Но вот настал вечер, когда отчаяние закралось в душу и силы пришли к концу.
Тоненький серп народившегося месяца не давал света, но он помогал держать направление, и мне почему-то казалось, что пока я вижу справа этот тоненький серп месяца, я не увижу слева косу Смерти, которая буквально наступала мне на пятки.
Вот я споткнулась и с трудом удержалась на ногах. Несколько шагов – и опять споткнулась, но на этот раз упала… и сразу же встала на ноги. Еще несколько шагов – и снова упала. Полежала немного, тяжело дыша, и, собрав последние силы, опять встала.
Я чувствовала, что все тело покрывается холодной испариной. Надо двигаться! Во что бы то ни стало – двигаться. Но вот я снова упала и на этот раз не могла встать. Я сбросила рюкзак, с головы куда-то в снег слетела шапка.
Повернувшись лицом к месяцу, я тяжело дышала, открывая рот, и единственной мыслью, оставшейся у меня в голове, была безмолвная мольба: «Хоть бы месяц еще немного не заходил!»
И вдруг где-то совем близко заревела корова. Я куда больше была подготовлена к тому, чтобы услышать трубу Архангела. Мычанье какой-то буренушки было полнейшей неожиданностью. Думаю, никакая небесная симфония не смогла бы меня поднять на ноги, а тут я так стремительно вскочила, что если в это самое мгновение Смерть уже склонялась надо мной, то, должно быть, я ее здорово огрела затылком по зубам!

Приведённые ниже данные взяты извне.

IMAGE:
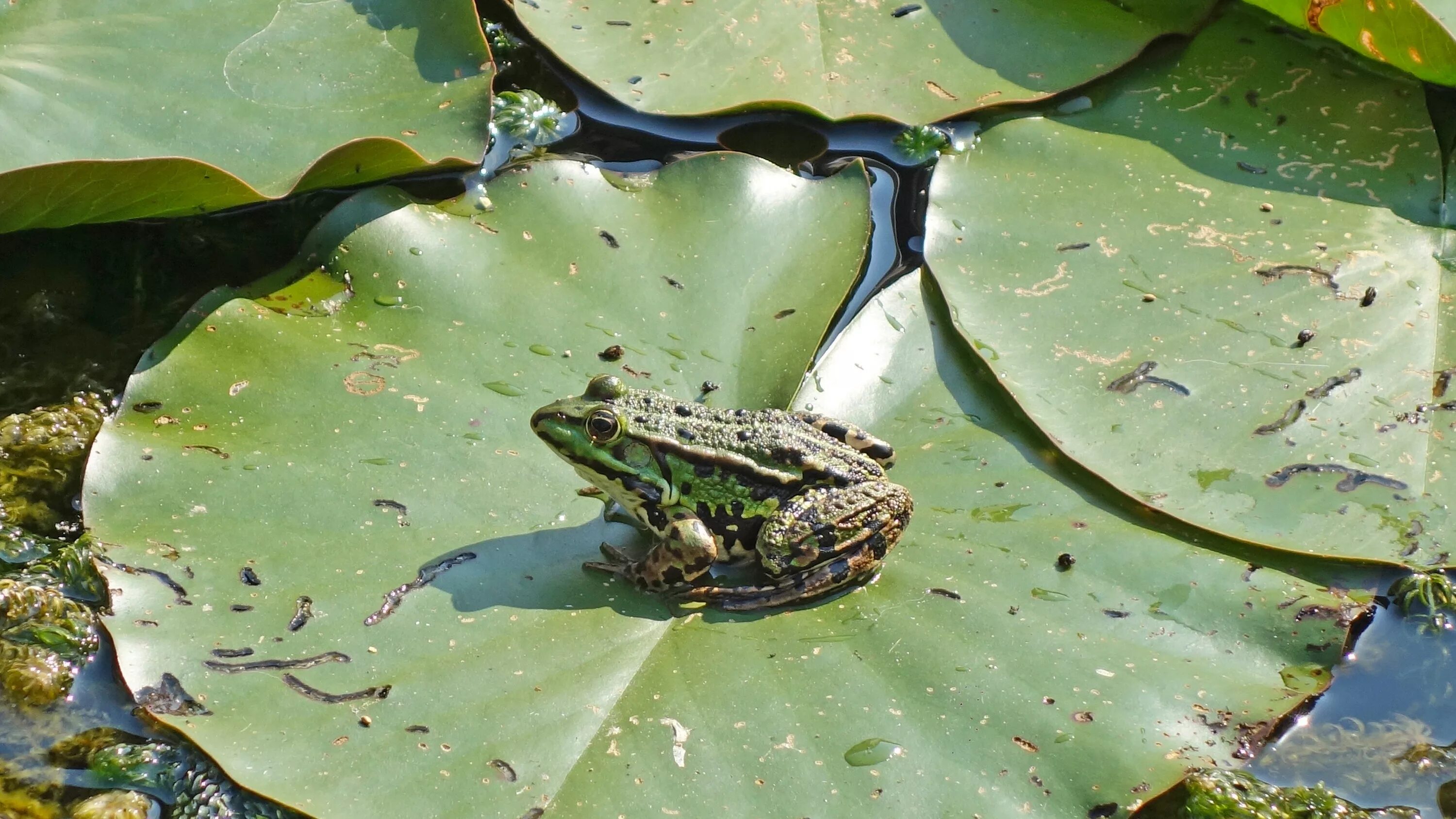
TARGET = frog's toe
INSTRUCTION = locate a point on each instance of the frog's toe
(615, 556)
(599, 566)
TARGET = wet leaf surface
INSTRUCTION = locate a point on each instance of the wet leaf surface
(1232, 321)
(338, 455)
(903, 699)
(909, 62)
(392, 88)
(549, 683)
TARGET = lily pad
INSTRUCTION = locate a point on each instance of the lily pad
(1411, 35)
(1250, 251)
(255, 100)
(539, 683)
(951, 680)
(841, 59)
(334, 447)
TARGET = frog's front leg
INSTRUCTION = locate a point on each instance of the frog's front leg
(685, 552)
(819, 543)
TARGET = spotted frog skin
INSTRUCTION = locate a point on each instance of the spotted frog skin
(803, 495)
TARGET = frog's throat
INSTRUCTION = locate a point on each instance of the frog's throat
(622, 495)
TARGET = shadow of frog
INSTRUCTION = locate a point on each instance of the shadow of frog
(542, 570)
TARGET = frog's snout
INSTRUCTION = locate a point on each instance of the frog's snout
(544, 418)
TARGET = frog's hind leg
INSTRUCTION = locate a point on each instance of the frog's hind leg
(851, 435)
(855, 566)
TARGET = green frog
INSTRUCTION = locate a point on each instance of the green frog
(803, 495)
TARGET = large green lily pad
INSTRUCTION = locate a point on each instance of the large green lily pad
(1148, 653)
(337, 454)
(1411, 35)
(841, 59)
(254, 100)
(1012, 687)
(1074, 252)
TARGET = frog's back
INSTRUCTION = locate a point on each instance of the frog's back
(774, 445)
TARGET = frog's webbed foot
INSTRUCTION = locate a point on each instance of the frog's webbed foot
(612, 512)
(855, 566)
(616, 563)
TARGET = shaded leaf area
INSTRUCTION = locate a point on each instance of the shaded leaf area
(1250, 347)
(909, 62)
(335, 447)
(85, 302)
(1411, 35)
(101, 130)
(1014, 678)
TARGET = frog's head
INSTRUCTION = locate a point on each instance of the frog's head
(592, 434)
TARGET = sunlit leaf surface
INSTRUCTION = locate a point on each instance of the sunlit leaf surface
(1238, 216)
(909, 62)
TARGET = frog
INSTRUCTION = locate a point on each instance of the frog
(801, 495)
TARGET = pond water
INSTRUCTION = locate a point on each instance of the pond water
(1375, 736)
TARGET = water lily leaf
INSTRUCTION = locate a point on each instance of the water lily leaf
(1215, 305)
(255, 100)
(951, 681)
(1411, 35)
(908, 62)
(536, 681)
(335, 454)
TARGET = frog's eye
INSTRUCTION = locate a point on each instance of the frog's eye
(603, 426)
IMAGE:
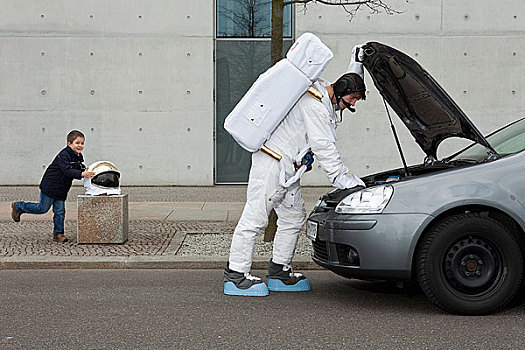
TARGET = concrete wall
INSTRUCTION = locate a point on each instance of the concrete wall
(136, 76)
(474, 49)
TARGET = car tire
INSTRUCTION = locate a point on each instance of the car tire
(469, 264)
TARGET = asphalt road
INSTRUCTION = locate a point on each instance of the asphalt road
(185, 309)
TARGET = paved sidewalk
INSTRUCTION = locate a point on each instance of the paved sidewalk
(169, 227)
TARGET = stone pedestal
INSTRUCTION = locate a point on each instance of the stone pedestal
(102, 219)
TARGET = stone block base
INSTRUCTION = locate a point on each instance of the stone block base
(102, 219)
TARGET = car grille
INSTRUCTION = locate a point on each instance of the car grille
(320, 250)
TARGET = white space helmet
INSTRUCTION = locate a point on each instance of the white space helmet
(106, 180)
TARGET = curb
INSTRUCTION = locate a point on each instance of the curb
(134, 262)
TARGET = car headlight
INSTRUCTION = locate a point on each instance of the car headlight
(367, 201)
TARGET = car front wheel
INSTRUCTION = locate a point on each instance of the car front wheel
(469, 264)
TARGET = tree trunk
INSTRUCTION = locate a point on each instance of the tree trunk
(277, 31)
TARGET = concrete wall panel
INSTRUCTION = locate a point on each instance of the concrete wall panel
(481, 74)
(483, 17)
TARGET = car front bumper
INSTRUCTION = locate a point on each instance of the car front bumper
(384, 243)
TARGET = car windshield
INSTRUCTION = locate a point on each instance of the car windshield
(509, 140)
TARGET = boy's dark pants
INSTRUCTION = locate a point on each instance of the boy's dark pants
(59, 210)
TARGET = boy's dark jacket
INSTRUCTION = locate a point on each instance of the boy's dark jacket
(59, 176)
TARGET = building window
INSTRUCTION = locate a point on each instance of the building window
(242, 53)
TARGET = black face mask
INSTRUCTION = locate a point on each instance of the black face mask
(346, 85)
(106, 179)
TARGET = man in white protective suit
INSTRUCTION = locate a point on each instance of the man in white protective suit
(309, 126)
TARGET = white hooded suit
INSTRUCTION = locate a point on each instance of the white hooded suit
(309, 125)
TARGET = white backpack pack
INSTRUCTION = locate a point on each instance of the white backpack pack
(276, 91)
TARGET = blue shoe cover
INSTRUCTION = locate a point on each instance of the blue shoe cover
(257, 290)
(276, 285)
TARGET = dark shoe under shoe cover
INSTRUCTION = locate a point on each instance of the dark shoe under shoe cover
(243, 284)
(281, 278)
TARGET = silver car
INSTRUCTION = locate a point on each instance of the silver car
(454, 225)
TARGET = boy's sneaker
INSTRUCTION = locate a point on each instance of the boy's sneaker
(244, 284)
(281, 278)
(14, 213)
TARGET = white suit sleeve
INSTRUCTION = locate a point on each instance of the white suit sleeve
(321, 138)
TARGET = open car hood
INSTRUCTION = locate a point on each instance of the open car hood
(426, 109)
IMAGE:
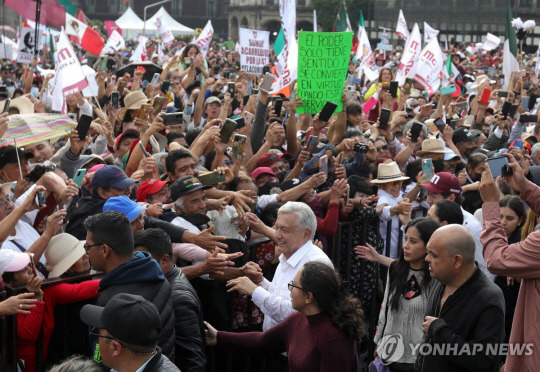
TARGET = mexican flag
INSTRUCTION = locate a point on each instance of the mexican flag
(510, 62)
(89, 39)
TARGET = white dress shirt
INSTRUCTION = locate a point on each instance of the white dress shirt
(385, 216)
(274, 298)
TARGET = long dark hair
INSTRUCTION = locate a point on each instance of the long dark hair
(399, 269)
(345, 311)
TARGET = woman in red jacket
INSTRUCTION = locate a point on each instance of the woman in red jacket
(42, 315)
(321, 336)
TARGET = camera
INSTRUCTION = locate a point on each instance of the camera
(361, 148)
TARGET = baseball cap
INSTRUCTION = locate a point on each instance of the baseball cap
(269, 158)
(260, 171)
(186, 185)
(124, 205)
(150, 186)
(11, 261)
(110, 175)
(461, 134)
(128, 318)
(443, 182)
(8, 155)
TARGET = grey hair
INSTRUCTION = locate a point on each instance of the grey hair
(76, 363)
(179, 205)
(535, 149)
(306, 217)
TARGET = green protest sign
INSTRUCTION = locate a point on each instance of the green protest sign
(323, 61)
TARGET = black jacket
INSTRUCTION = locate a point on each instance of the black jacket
(189, 326)
(142, 276)
(472, 315)
(160, 363)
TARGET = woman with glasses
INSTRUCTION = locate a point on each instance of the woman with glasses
(320, 336)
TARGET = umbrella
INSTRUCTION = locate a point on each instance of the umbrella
(151, 69)
(31, 128)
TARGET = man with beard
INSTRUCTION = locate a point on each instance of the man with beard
(464, 142)
(476, 165)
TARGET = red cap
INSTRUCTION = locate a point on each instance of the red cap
(150, 186)
(260, 171)
(443, 182)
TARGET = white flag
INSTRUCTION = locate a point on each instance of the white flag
(164, 32)
(68, 74)
(429, 33)
(491, 42)
(401, 28)
(140, 54)
(409, 59)
(430, 64)
(287, 64)
(204, 39)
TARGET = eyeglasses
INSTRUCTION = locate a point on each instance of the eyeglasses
(291, 285)
(87, 247)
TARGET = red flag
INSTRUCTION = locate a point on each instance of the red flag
(111, 26)
(52, 14)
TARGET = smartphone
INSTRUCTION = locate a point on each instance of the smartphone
(227, 128)
(528, 118)
(165, 86)
(277, 106)
(103, 63)
(327, 111)
(115, 99)
(525, 102)
(83, 126)
(155, 79)
(248, 117)
(448, 90)
(212, 178)
(512, 111)
(415, 131)
(496, 165)
(427, 168)
(324, 164)
(268, 80)
(407, 86)
(505, 110)
(384, 118)
(79, 176)
(239, 146)
(440, 124)
(312, 143)
(146, 154)
(393, 88)
(143, 111)
(173, 118)
(40, 198)
(6, 105)
(485, 96)
(231, 88)
(158, 104)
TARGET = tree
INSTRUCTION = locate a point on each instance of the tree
(327, 11)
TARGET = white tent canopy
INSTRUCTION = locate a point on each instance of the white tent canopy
(175, 27)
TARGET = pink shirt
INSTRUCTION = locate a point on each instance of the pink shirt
(519, 260)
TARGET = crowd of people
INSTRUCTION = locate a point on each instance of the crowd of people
(160, 199)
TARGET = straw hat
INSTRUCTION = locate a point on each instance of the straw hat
(389, 172)
(62, 252)
(432, 145)
(133, 101)
(23, 104)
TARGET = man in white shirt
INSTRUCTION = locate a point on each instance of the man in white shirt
(295, 228)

Раз – шапка на голове; два – рюкзак за спиной; три – походный посох в руках. Я осмотрелась, и словно туман рассеялся. Мне сразу стало все ясно: кругом редкий, вырубленный лес, притоптанный снег и совсем недалеко, – с той стороны, где заходил месяц, была поскотина, а чуть левее – ворота. Будто на крыльях, мчалась я в ту сторону, откуда донеслось столь милое для слуха моего мычанье.
Орфей своей дивной музыкой укрощал зверей, но, будучи на моем месте, он признал бы, что иногда мирная корова может проделать такого же рода чудо, только «в обратном порядке».